Cosmic-ray Exposure Ages of Meteorites and Lunar Rocks and Their Significance

Abstract

Abstract Meteorites and lunar surface rocks experienced at least one, and possibly more, exposures to cosmic-ray particles. The nuclear effects within the extraterrestrial materials allow us to determine how long a meteorite existed as a meter-sized object before capture by Earth and how long a lunar rock resided on the top of the lunar surface until collection. In this review I discuss the cosmic-ray exposure (CRE) ages of the different meteorite classes that originated from the asteroid belt, Mars, and Moon.

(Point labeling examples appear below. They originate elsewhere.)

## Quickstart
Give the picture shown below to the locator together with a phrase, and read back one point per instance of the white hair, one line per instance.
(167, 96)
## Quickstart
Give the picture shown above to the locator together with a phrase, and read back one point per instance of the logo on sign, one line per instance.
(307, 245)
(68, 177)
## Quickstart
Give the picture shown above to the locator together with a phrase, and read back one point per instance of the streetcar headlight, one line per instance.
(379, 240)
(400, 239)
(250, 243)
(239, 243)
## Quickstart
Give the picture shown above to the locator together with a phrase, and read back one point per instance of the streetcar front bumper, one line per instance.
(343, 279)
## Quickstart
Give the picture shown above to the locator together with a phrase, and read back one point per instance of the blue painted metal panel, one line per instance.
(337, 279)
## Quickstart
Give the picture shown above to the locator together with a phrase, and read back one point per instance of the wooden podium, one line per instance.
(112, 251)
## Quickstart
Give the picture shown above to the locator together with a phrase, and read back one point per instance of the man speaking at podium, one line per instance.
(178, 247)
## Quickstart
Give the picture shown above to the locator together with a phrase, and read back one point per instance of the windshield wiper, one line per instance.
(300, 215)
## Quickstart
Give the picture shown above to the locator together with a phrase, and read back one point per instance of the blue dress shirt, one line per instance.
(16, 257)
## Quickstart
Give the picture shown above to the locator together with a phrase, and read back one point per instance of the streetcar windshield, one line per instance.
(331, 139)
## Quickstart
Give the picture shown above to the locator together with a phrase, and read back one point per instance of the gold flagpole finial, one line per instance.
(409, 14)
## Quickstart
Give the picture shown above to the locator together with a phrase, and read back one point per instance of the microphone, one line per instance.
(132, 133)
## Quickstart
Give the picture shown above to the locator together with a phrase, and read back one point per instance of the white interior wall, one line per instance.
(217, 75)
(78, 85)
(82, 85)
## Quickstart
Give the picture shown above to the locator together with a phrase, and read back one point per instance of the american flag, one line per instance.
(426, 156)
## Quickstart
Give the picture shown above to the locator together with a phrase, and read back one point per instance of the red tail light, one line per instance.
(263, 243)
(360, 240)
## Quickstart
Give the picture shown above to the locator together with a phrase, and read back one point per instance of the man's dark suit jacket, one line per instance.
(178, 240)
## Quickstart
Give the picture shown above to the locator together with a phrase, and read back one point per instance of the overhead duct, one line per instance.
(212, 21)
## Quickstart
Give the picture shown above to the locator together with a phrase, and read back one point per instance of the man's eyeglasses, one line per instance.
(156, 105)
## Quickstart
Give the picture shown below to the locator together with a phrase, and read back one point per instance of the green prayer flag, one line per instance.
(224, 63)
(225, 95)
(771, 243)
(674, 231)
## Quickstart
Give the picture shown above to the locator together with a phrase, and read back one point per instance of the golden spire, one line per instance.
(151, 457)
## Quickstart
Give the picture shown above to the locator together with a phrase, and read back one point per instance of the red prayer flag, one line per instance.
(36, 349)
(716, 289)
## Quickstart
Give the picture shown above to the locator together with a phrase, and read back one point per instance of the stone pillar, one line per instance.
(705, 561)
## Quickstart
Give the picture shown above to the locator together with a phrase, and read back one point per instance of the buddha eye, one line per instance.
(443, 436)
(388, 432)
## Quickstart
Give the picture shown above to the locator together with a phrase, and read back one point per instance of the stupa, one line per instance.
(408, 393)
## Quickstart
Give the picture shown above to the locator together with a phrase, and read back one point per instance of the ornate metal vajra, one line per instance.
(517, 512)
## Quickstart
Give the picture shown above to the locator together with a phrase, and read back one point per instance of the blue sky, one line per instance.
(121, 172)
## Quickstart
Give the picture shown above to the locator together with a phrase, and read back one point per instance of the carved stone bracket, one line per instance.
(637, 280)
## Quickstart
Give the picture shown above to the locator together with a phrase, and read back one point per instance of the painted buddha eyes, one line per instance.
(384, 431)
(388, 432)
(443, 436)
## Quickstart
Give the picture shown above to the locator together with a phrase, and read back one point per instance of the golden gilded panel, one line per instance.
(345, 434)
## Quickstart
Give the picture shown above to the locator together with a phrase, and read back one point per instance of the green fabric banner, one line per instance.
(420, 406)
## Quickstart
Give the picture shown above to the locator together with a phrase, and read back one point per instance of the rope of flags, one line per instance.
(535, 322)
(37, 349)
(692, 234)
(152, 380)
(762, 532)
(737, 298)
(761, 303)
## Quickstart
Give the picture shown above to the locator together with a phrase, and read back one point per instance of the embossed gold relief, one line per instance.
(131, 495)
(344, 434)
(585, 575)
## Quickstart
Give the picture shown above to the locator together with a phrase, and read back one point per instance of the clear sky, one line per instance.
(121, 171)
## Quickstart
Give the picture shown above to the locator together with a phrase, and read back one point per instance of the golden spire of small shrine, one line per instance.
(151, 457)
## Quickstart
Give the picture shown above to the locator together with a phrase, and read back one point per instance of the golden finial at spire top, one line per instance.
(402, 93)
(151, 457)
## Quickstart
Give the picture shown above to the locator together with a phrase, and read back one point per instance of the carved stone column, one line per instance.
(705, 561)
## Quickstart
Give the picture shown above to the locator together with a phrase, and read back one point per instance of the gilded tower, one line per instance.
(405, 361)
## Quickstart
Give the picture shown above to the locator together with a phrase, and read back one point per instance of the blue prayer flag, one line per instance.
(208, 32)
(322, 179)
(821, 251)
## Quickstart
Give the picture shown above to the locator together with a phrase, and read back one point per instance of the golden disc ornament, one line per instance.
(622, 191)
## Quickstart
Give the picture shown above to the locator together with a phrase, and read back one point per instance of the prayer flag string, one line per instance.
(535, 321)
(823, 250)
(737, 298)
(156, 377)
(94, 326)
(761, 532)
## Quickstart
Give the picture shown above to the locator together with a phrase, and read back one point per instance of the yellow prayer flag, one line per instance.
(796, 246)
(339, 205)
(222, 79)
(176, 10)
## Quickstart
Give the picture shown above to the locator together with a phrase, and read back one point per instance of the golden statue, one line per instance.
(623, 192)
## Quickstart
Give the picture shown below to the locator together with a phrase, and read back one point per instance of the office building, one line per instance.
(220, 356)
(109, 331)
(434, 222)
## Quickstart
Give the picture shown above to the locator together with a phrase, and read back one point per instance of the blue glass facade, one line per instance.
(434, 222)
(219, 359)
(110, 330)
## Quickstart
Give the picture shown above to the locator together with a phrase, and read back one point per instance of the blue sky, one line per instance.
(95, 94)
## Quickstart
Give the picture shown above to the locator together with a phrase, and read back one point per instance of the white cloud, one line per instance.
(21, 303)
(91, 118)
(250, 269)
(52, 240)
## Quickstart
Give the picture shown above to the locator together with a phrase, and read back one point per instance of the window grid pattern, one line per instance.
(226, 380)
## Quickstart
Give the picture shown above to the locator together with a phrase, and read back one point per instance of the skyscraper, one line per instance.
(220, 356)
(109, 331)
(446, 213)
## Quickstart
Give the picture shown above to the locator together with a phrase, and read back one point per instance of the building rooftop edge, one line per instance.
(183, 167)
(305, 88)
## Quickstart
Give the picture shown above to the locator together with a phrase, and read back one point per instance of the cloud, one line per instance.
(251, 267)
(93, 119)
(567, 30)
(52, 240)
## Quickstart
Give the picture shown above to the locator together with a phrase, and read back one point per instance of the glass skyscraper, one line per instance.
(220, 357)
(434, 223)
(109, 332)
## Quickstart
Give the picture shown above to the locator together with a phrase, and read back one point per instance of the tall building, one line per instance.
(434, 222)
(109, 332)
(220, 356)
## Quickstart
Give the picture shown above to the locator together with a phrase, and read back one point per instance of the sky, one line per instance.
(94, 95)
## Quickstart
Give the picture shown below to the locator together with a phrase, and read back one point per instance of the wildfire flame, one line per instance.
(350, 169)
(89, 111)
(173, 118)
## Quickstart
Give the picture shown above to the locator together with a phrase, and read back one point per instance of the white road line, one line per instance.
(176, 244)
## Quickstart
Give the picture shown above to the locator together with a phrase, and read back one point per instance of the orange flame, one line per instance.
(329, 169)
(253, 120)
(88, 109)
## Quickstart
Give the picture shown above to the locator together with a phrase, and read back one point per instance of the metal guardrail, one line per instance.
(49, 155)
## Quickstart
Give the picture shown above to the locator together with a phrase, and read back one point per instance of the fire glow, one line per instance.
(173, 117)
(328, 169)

From mineralogical and isotopic characteristics it appears that there are impact produced fragments from about 100 asteroids in our collections. A large fraction of the meteorites from a specific class originated from a small number of ejection events. The stone meteorites representing crust and mantle materials of planetary bodies traveled for ≤ 120 Ma in space. The CRE ages of iron meteorites, the fragments of the cores of differentiated asteroids, are up to 1500 Ma, probably due to stronger resistance against crushing in space compared to silicate material. Rocks blasted off the Moon and Mars by asteroidal or cometary impacts are particularly valuable as they represent surface areas that were not previously sampled by manned or automated missions. The CRE ages of lunar and martian meteorites indicate that up to eight sites on the Moon and the same number of sites on Mars were sampled by the presently studied meteorites. They represent a dramatic increase of the sampling of the lunar and martian crust. The CRE ages of rocks collected by the Apollo missions on the rims of lunar craters were used to date the impact events exposing these rocks to the cosmic particle irradiation. When martian material will be available for laboratory studies, this dating method can also be applied to craters and young lava flows on Mars.